Catholicism Quotes in The Protestant Ethic and the Spirit of Capitalism
Business leaders and owners of capital, as well as the skilled higher strata of the labor force, and especially the higher technical or commercially trained staff of modern enterprises tend to be predominantly Protestant.
“The Catholic…is more calm; his acquisitive drive is lower, he places more value on a life which is as secure as possible, even if this should be on a smaller income, than on a perilous, exciting life, which could bring honor and riches.”
A way of thinking like that of Benjamin Franklin was applauded by an entire nation. But in ancient medieval times it would have been denounced as an expression of the most filthy avarice and of an absolutely contemptible attitude.
The monastic style of life is now not only completely worthless as a means of justification before God (that much is self-evident), [Luther] also sees it as a manifestation unloving egoism and an abdication from secular duties. In contrast, labor in a secular calling appears as the outward expression of Christian charity.
This doctrine [of predestination], with all the pathos of its inhumanity, had one principal consequence for the mood of a generation which yielded to its magnificent logic: it engendered, for each individual, a feeling of tremendous inner loneliness.

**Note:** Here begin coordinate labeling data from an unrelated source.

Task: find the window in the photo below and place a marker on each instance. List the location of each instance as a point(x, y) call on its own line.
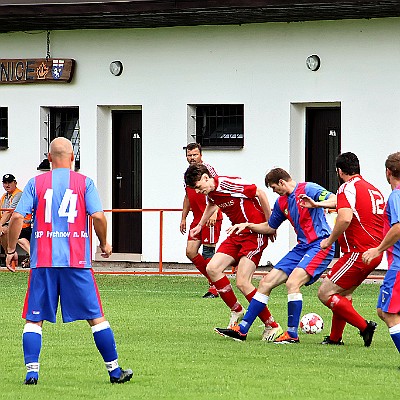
point(3, 128)
point(61, 122)
point(220, 125)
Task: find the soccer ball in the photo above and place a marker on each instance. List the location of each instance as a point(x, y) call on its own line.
point(311, 323)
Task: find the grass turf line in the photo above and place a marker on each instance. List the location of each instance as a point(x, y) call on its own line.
point(164, 332)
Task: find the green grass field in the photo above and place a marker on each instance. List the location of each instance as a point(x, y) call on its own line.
point(164, 332)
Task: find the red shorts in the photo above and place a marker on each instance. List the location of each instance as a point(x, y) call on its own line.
point(350, 271)
point(250, 245)
point(208, 234)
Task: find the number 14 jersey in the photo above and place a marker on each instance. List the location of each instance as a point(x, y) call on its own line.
point(62, 200)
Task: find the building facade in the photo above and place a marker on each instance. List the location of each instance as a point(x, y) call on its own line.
point(244, 91)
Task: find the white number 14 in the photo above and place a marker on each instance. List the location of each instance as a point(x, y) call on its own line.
point(68, 202)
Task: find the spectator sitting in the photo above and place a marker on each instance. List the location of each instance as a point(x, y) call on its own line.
point(9, 200)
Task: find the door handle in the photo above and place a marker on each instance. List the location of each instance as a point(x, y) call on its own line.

The consequence of this systematization of the ethical conduct of life, which was enforced by Calvinism (unlike Lutheranism), is the permeation of the whole of existence by Christianity.
This ascetic style of life, however, as we have seen, meant a rational shaping of one’s whole existence in obedience to God’s will. And this asceticism was no longer [merely good], but could be expected of everyone wanting to be sure of salvation. This rationalization of the conduct of life in the world with a view to the beyond is the idea of calling characteristic of ascetic Protestantism.
Now [asceticism] would enter the market place of life, slamming the doors on the monastery behind it, and set about permeating precisely this secular everyday life with its methodical approach, turning it toward a rational life in the world, but neither of this world nor for it.
To want to be poor, it was often argued, was the same as wanting to be ill; it was to be condemned as seeking justification [salvation] by works, detrimental to the glory of God. Most of all, begging by one who is capable of work is not only sinful sloth, but is also […] contrary to charity.